JLU-Liu4 developed by Liu and co-workers consists of trinuclear Zn(II) units coordinated by four carboxylic groups, two 2,2′-bipyridine units, and two formate anions. The structure comprises of a 3D framework (ant topology) and displays channels 4.9 × 5.1 Å in dimensions.¹³ The 3D framework of JLU-Liu4 undergoes structural transformation upon removal of guest molecules from the pores to give a MOF with gate opening behavior. This is indicated by shifting and intensity changing of the peaks in the PXRD pattern. However, the structure of the desolvated compound has not yet been reported.

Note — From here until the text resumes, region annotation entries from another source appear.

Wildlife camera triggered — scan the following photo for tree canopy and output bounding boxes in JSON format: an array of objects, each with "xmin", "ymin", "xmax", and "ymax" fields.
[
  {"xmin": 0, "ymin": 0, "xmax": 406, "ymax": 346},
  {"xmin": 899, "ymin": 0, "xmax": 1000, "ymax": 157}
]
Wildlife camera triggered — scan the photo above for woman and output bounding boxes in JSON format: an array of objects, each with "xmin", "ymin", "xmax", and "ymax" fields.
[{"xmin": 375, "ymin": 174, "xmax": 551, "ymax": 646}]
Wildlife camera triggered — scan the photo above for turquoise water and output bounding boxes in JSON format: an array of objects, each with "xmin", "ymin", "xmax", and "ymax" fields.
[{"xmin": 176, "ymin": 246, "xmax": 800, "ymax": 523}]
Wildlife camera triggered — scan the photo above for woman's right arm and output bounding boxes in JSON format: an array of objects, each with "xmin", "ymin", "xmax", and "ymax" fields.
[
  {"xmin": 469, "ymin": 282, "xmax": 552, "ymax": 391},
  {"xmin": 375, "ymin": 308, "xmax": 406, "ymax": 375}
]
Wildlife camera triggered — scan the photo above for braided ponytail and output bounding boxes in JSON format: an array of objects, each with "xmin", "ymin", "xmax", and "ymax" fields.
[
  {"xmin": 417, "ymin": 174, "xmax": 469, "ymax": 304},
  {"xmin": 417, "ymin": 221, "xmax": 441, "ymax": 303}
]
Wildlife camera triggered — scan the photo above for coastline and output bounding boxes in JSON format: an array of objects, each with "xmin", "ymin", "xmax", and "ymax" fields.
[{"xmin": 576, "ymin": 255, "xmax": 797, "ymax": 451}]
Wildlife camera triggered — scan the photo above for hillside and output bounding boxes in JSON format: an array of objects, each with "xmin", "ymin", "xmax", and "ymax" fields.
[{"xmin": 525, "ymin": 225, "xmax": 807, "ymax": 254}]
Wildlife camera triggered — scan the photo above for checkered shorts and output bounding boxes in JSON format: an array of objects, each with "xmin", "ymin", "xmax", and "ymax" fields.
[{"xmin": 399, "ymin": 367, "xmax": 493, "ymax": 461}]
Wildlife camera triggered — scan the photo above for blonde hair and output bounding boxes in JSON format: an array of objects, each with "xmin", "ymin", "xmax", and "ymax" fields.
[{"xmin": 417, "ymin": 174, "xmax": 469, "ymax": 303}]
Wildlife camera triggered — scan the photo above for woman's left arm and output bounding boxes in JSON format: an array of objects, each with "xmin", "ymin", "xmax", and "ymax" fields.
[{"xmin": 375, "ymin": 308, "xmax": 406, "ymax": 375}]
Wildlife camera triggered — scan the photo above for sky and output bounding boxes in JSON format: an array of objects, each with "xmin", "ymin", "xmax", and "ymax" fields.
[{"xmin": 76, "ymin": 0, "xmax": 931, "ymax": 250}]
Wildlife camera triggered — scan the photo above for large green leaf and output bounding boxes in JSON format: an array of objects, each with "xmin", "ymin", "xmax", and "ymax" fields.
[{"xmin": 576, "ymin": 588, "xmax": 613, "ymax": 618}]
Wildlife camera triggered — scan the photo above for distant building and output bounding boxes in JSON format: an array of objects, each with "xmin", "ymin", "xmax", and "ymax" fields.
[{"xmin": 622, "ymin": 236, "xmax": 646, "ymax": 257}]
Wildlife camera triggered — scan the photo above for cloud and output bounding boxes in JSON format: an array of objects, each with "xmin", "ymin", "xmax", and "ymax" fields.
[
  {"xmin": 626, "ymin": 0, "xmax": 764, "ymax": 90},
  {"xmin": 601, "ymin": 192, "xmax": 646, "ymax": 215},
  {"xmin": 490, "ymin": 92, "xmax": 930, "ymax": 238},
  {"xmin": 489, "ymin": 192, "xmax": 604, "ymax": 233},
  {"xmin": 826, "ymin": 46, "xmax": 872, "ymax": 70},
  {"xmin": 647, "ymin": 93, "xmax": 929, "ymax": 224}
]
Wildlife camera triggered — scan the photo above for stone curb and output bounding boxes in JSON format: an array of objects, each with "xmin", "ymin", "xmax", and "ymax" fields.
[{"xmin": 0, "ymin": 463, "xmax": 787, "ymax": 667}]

To study the influence of the monocarboxylic ligand nature on the structure formation of JLU-Liu4 (1), acetic (HAc), benzoic (HBz), or cinnamic (HCn) acid was used in the synthesis instead of the originally reported formic acid.

In all cases crystalline products with the composition Zn₃(bpydc)₂(Ac)₂ (2), Zn₃(bpydc)₂(Bz)₂ (3), and Zn₃(bpydc)₂(Cn)₂ (4) could be obtained. Since all new materials could be obtained as crystals suitable for single crystal X-ray analysis, the crystal structures of all new materials were determined. All compounds crystallize in the same space group P4₃2₁2, and are isostructural, possessing similar frameworks with the ant topology (Fig. 2a). As expected, the main difference in the structures is the monocarboxylic ligand being included (Fig. 2b–e). According to the PLATON report, the solvent accessible void in the as made crystal structures changes from 59.4% in 1 to 32.6% in 4 (Table 1). The volume of monocarboxylic anions (calculated as the Connolly solvent excluded volume using ChemDraw software) and the change in the solvent accessible void volume of the unit cell during activation are given in Scheme 1.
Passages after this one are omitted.